2. The method according to claim 1, characterized in that, The structured design of the experimental planning information specifically includes: Natural language processing technology is used to parse the test planning information in order to identify test entities and distinguish between general and specific content.

3. The method according to claim 1, characterized in that, The structured design of the experimental scheme includes: The test plan is designed in at least one structured form, such as objects, processes, tables, or pictures, to form the structured test plan.

4. The method according to claim 1, characterized in that, The generalization process includes: The experimental data were aligned or cleaned.

5. The method according to claim 1, characterized in that, The statistical analysis includes at least one of the following: Analyze the matching between the test results of individual projects and the indicators; The differences in experimental results between different projects were statistically analyzed; Perform single-model performance drift analysis; Perform cross-model association rule mining.

6. The method according to claim 1, characterized in that, The test results output includes: Supports structured web-based presentation for online collaborative review, and / or automatically generated document reports for offline archiving.

7. The method according to claim 1, characterized in that, The trial planning information includes: The test objective, product technical status, test content, test items, test procedure, and success criteria must include at least one of the following: test objective, product technical status, test content, test items, test procedure, and success criteria.
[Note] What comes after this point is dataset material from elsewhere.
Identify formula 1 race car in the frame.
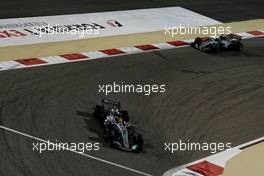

8. A digital management system for spacecraft ground testing, characterized in that, include: The information acquisition module is used to acquire unstructured experiment planning information; The test planning information structured design module is used to structure the unstructured test planning information. The structured design includes: distinguishing between de-modeling general content and model-specific content in the test planning information, and performing structured processing on the general content and specific content respectively to form structured test requirement data. The test scheme structured design module is used to design test schemes based on the structured test requirement data. The test implementation and data acquisition module is used to implement the test and automatically collect test data based on the structured test plan. The test data processing and analysis module is used to perform generalized processing and statistical analysis on the test data; The test result output module is used to automatically generate test result output based on the results of the statistical analysis.

9. The system according to claim 8, characterized in that, The experimental planning information structured design module includes at least one of the following: Document extraction submodule; Structured design requires the design of sub-modules; A structured presentation submodule used for previewing during the design process.

10. The system according to claim 8, characterized in that, The structured design module for the test plan includes at least one of the following: Structured project design submodule; Structured process design submodule; A structured presentation submodule used for previewing during the design process.